Contam que toda tristeza
Que tem na Bahia
Nasceu de uns olhos morenos
Molhados de mar.

Não sei se é conto de areia
Ou se é fantasia
Que a luz da candeia alumia
Pra gente contar.

Um dia morena enfeitada
De rosas e rendas
Abriu seu sorriso de moça
E pediu pra dançar.

A noite emprestou as estrelas
Bordadas de prata
E as águas de Amaralina
Eram gotas de luar.

Era um peito só
Cheio de promessa era só
Era um peito só cheio de promessa

Quem foi que mandou
O seu amor
Se fazer de canoeiro
O vento que rola das palmas
Arrasta o veleiro
E leva pro meio das águas
de Iemanjá
E o mestre valente vagueia
Olhando pra areia sem poder chegar
Adeus, amor

Adeus, meu amor
Não me espera
Porque eu já vou me embora
Pro reino que esconde os tesouros
De minha senhora

Desfia colares de conchas
Pra vida passar
E deixa de olhar pros veleiros
Adeus meu amor eu não vou mais voltar

Foi Beira-Mar, foi Beira-Mar quem chamou
Foi Beira-Mar ê, foi Beira-Mar

Conto de Areia
Romildo Bastos e Toninho Nascimento,
cantado por Clara Nunes


Iemanjá: A Rainha do Mar que Acolhe e Abençoa o Povo Brasileiro!
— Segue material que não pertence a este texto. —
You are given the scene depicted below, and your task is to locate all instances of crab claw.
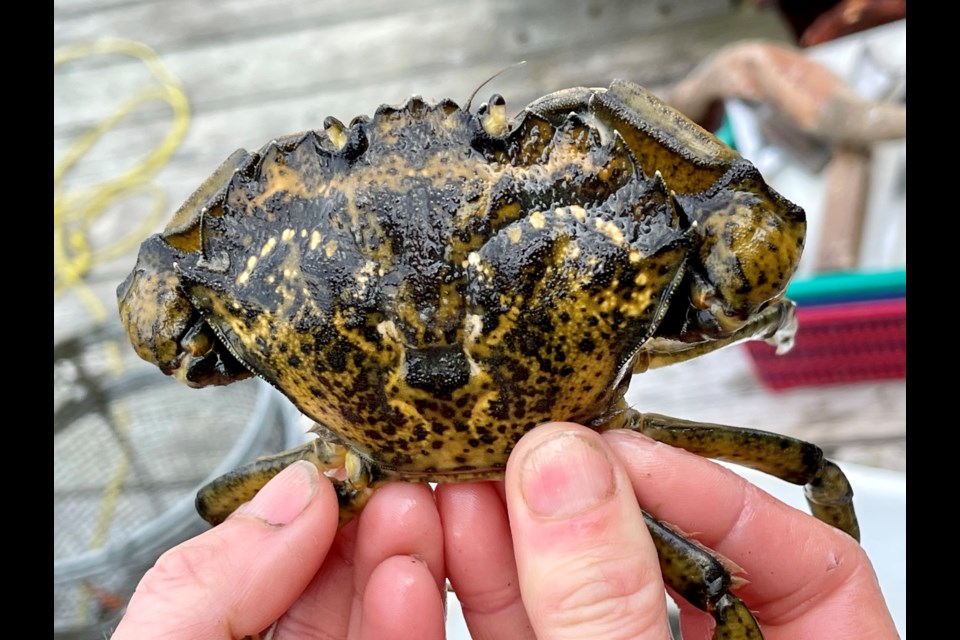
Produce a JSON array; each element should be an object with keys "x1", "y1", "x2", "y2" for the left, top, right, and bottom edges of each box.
[{"x1": 117, "y1": 235, "x2": 253, "y2": 387}]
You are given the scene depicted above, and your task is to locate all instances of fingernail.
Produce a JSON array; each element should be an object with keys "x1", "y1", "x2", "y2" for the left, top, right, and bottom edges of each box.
[
  {"x1": 237, "y1": 460, "x2": 320, "y2": 526},
  {"x1": 520, "y1": 433, "x2": 615, "y2": 518}
]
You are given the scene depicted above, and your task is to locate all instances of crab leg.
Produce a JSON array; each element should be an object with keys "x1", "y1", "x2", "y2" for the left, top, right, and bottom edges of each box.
[
  {"x1": 616, "y1": 409, "x2": 860, "y2": 542},
  {"x1": 196, "y1": 433, "x2": 381, "y2": 527},
  {"x1": 643, "y1": 511, "x2": 763, "y2": 640}
]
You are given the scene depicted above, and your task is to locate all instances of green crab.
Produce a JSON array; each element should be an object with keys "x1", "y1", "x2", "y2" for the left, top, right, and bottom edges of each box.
[{"x1": 117, "y1": 81, "x2": 858, "y2": 638}]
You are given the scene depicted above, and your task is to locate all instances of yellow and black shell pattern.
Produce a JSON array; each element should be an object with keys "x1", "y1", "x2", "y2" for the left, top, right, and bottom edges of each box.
[{"x1": 121, "y1": 90, "x2": 780, "y2": 472}]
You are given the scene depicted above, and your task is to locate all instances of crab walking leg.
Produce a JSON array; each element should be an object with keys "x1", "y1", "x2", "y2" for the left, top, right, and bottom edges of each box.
[
  {"x1": 622, "y1": 409, "x2": 860, "y2": 542},
  {"x1": 196, "y1": 436, "x2": 381, "y2": 527},
  {"x1": 643, "y1": 511, "x2": 763, "y2": 640}
]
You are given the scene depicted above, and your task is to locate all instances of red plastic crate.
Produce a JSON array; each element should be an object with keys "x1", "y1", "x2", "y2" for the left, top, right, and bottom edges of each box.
[{"x1": 745, "y1": 298, "x2": 907, "y2": 389}]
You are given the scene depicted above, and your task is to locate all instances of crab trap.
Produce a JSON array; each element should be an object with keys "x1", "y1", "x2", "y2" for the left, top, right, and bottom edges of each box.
[{"x1": 53, "y1": 333, "x2": 301, "y2": 639}]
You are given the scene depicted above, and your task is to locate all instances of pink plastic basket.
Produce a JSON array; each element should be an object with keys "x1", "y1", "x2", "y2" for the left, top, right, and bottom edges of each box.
[{"x1": 745, "y1": 298, "x2": 907, "y2": 389}]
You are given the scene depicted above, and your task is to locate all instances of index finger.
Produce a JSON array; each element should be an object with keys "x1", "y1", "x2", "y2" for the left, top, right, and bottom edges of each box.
[{"x1": 603, "y1": 430, "x2": 896, "y2": 639}]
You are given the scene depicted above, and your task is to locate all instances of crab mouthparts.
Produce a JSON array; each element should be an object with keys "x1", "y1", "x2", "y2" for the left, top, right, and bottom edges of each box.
[{"x1": 172, "y1": 316, "x2": 253, "y2": 388}]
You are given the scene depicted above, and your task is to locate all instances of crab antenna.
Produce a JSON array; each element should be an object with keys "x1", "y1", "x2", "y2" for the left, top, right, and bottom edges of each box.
[{"x1": 463, "y1": 60, "x2": 527, "y2": 113}]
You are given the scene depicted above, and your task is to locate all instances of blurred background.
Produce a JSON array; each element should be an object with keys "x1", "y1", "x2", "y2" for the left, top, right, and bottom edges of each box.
[{"x1": 54, "y1": 0, "x2": 906, "y2": 638}]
Prepare-se para sentir a brisa do oceano e a força das ondas que trazem a energia de uma das divindades mais amadas do Brasil! A Festa de Iemanjá é uma celebração de fé, devoção e gratidão à Rainha do Mar, uma manifestação cultural e religiosa que atravessa o país, unindo milhões de corações em um só louvor.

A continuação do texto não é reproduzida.